ET Intelligence Group: There seems to be no end to ‘taxing’ woes of upstream oil companies such as Oil and Natural Gas Corporation (ONGC), Oil India and Cairn India.

In a recent clarification, the Central Board of Excise and Customs (CBEC) stated that the companies are liable to pay 15% service tax on royalty paid to the central and state governments under the system of reverse charge for extraction of hydrocarbon since it is a periodic payment.

According to tax rules, when a service receiver pays service tax, it is called reverse charge.

This may reduce the projected earnings growth of companies by 3-6% for FY17. In addition, the implementation of Goods and Services Tax (GST) is likely to increase the service tax rate, which will increase the impact on earnings.

Taking the reference from service tax on the wireless spectrum, treated as a natural resource, CBEC has clarified that licence granted for exploration of natural resources is a taxable service and any periodic payments such as royalty is liable for service tax.

There is a separate litigation in the Supreme Court on whether royalty itself should be considered as a tax or a rent — if latter, service tax will indeed be applicable. At present, upstream companies pay royalty at 10% of the realised price of hydrocarbons. If a hydrocarbon field is onshore, the royalty is shared between state and central governments equally. For offshore fields, royalty is paid to the Centre.

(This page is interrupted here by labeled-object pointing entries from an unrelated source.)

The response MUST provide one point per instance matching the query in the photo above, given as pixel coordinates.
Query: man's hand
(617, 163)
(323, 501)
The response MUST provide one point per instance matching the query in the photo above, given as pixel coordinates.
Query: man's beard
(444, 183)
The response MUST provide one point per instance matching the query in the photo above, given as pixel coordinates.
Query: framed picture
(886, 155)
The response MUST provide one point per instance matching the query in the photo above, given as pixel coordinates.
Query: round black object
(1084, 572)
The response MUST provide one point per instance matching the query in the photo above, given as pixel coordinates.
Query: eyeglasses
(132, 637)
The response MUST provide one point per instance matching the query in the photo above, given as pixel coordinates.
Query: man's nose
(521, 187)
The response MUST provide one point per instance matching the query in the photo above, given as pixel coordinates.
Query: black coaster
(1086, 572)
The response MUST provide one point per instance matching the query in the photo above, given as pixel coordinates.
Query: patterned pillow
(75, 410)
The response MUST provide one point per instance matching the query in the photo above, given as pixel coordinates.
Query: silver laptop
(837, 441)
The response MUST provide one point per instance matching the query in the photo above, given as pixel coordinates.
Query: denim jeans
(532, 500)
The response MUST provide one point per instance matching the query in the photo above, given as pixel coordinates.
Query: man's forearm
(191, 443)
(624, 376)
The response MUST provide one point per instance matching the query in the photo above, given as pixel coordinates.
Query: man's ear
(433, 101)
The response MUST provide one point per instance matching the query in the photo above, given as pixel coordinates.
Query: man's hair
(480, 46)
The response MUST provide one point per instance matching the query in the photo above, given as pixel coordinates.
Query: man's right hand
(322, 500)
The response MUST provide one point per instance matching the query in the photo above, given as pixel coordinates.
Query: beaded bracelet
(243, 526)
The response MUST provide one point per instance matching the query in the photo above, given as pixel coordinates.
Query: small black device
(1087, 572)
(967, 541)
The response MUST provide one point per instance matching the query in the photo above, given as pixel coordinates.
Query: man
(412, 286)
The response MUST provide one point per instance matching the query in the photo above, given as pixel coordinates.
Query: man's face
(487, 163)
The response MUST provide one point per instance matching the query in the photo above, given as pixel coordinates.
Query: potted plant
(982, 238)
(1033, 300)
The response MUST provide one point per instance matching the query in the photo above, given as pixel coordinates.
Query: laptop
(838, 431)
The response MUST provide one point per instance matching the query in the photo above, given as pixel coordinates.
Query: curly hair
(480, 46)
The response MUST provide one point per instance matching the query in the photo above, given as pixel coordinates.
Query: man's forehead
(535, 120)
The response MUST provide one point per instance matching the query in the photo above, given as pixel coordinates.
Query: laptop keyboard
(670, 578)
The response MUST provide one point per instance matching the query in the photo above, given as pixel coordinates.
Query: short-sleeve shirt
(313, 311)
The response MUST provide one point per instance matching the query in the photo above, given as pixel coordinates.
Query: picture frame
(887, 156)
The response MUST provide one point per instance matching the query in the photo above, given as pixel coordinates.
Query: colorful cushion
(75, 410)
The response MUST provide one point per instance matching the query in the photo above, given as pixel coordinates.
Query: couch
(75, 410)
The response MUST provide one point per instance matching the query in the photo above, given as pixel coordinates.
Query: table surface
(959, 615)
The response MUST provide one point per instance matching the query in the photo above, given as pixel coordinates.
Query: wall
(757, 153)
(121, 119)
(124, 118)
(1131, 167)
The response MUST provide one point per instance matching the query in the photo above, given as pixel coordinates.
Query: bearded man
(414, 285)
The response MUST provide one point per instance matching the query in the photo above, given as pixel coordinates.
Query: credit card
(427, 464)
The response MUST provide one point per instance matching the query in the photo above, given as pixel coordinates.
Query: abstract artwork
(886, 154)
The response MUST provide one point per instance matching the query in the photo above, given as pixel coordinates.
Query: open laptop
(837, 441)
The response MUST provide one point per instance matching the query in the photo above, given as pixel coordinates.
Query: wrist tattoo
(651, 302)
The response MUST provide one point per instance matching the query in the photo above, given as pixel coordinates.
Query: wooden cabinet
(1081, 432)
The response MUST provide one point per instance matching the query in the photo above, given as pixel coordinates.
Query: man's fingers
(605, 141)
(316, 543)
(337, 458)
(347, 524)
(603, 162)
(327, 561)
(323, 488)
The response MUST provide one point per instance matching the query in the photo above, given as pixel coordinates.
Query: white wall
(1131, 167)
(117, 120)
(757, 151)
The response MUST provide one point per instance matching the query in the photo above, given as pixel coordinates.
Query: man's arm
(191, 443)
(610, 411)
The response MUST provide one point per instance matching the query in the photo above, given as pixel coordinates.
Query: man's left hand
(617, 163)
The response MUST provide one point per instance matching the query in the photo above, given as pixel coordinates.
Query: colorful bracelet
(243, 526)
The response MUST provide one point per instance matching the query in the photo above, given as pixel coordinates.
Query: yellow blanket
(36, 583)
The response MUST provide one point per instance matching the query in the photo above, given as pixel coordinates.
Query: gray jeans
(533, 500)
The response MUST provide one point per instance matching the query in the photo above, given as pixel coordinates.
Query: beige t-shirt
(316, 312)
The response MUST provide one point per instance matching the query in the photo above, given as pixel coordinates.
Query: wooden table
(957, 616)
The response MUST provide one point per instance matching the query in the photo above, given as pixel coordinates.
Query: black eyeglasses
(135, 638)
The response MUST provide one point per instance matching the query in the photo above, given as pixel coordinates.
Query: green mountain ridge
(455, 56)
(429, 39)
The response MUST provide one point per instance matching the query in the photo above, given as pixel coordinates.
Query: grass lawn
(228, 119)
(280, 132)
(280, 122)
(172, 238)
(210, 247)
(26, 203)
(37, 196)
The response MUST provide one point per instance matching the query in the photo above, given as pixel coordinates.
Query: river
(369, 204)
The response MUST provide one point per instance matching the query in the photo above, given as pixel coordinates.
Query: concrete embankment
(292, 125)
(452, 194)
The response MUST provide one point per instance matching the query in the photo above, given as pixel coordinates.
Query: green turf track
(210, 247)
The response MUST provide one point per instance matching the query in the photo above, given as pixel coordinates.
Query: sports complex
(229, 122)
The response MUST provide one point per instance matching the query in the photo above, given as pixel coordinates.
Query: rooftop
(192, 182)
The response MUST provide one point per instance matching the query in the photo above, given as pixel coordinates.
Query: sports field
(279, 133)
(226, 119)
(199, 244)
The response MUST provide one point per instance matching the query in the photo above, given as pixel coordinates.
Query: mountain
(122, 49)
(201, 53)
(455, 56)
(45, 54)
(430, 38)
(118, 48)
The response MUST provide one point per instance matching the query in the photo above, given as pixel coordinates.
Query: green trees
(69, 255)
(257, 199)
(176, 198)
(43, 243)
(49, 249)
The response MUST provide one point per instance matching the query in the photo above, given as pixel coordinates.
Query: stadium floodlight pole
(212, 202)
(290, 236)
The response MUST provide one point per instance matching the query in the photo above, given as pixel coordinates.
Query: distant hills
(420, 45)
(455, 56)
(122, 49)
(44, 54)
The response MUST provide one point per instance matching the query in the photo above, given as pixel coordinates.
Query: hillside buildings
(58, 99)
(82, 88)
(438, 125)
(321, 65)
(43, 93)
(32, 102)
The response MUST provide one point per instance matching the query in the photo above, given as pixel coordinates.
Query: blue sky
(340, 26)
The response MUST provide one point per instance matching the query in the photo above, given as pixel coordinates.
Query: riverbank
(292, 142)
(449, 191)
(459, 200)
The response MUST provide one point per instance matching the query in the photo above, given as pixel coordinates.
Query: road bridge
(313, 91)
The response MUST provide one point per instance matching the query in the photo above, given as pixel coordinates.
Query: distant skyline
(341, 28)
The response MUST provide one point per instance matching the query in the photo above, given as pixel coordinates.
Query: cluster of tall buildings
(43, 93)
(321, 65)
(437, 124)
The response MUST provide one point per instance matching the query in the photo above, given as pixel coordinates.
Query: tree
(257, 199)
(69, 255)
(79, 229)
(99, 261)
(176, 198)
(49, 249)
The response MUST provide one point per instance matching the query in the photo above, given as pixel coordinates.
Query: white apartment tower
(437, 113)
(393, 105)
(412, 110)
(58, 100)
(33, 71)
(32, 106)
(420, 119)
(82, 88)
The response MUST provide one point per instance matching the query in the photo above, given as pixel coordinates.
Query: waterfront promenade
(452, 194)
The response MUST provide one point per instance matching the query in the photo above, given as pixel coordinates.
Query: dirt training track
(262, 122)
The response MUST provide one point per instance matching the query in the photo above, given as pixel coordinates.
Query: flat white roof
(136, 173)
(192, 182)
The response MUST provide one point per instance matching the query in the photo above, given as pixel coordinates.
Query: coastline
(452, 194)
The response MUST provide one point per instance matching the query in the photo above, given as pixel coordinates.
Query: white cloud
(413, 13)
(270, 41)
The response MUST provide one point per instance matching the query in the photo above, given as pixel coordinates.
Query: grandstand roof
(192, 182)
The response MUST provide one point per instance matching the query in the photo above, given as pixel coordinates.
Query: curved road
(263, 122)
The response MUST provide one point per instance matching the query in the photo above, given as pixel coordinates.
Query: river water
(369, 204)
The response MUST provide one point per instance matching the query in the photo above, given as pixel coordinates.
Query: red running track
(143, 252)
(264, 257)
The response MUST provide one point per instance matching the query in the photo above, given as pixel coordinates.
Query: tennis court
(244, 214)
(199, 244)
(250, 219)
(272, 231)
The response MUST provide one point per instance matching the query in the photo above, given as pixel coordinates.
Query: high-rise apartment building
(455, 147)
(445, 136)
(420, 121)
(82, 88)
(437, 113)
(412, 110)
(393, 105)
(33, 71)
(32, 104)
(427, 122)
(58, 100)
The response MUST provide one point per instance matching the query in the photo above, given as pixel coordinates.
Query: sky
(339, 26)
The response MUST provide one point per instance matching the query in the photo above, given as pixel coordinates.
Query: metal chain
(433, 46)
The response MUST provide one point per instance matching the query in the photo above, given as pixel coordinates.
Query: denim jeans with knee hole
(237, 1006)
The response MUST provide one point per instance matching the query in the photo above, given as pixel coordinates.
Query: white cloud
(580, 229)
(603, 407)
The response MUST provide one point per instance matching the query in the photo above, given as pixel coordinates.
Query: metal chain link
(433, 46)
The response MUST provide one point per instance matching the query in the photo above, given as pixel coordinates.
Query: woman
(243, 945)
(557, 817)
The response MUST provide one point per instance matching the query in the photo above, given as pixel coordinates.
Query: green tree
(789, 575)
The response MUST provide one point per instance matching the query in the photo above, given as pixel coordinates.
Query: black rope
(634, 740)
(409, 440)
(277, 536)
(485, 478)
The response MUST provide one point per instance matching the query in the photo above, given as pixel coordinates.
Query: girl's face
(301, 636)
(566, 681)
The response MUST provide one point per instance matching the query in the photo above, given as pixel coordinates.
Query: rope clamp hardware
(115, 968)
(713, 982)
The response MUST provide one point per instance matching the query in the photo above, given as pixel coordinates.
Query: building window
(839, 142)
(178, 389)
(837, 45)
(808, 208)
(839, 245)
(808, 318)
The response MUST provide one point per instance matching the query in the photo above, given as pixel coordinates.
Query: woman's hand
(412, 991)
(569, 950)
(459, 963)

ONGC paid Rs 8,959 crore of royalty (11.4% of sales at Rs 78,565 crore) in FY16. If service tax is applied on royalty, the projected earnings of ONGC may fall by 2.9% and 3.0% to Rs 21.9 and Rs 23.9 for FY17 and FY18, respectively.

Oil India’s forecasted earnings may be pared by 6.2% and 6.5% to Rs 33.6 and Rs 35.4 by similar comparison.

The stocks of have surged 8-23% in the past three months on easing regulatory overhang. However, the inclusion of service tax is expected to affect further upside. In addition, the sizable capex, lack of volume growth visibility and low return ratios, priceearnings multiples may be restricted to 10-11 in the coming quarters.